Australia's resources industry is expected to be one of the biggest winners from a massive Asia-Pacific free-trade pact that covers half the world's population.
Regional leaders, including Prime Minister Scott Morrison, agreed on a 15-member Regional Comprehensive Economic Partnership at the East Asia Summit in Bangkok, Thailand.
The pact includes Australia, China, Japan, Indonesia and New Zealand and 10 ASEAN countries - but not India - and is expected to be finalised by November 2020.
The countries involved produce about 29 per cent of global gross domestic product and account for half the world's population.
Nine of Australia's top trading partners are part of the deal.
Resources Minister Matt Canavan said the main impact would be to lift economic growth in southeast Asia, Japan and China.

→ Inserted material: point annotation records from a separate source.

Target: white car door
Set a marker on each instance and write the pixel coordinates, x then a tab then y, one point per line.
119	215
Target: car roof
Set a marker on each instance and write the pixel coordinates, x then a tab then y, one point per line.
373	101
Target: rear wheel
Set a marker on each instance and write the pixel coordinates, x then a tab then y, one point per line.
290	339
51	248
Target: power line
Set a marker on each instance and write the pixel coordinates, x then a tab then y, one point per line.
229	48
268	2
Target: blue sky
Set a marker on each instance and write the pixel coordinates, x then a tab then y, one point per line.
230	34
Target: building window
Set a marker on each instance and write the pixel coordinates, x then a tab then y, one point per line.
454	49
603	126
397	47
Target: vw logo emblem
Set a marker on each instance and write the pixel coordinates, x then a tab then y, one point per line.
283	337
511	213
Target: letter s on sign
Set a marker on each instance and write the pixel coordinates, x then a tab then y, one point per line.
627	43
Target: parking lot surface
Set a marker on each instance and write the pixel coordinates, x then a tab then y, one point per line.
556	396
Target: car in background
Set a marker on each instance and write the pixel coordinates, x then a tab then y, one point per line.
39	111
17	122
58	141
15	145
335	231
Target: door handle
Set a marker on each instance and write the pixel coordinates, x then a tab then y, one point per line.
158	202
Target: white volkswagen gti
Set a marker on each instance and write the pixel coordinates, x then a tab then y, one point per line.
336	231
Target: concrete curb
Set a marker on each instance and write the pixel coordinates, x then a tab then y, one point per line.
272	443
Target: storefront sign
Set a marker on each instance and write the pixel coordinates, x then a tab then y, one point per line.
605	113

This would enable Australia to sell RCEP partners more Australian coal, gas and iron ore and boost resource industry jobs.
However, he said he was disappointed India did not immediately sign up.
"We do have a 10 per cent tariff on some of our coal exports to India and coking coal is half our exports to India at the moment. So I would love to see India eventually join," he told reporters in Darwin on Tuesday.
Trade Minister Simon Birmingham said as RCEP economies developed and their middle classes grew, the deal would open up new doors for Australian businesses and investors across the region.
Other industries which could benefit include services such as health and education, and telecommunications.
Minerals Council chief Tania Constable said the industry looked forward to RCEP being signed early next year.
"Much of Australia's $273 billion resources export income and most of the 244,000 jobs in Australia's world-leading resources sector benefit from and are supported by our exports to countries that have collectively worked towards this historic agreement," she said.
Business Council chief Jennifer Westacott said it would breathe new life into regional towns by creating new jobs and industries.
"The significance of this achievement should not be underestimated given its unprecedented scale and the diversity of the partners involved, including China and Japan," she said.
The Australian Council of Trade Unions called on Mr Morrison to reveal the text of the deal.
ACTU president Michele O'Neil said the deal could reduce access to cheap medication, increase the cost of services and make it harder for Australians to get a job.
"There is no justification for keeping the Australian people in the dark about this," Ms O'Neil said.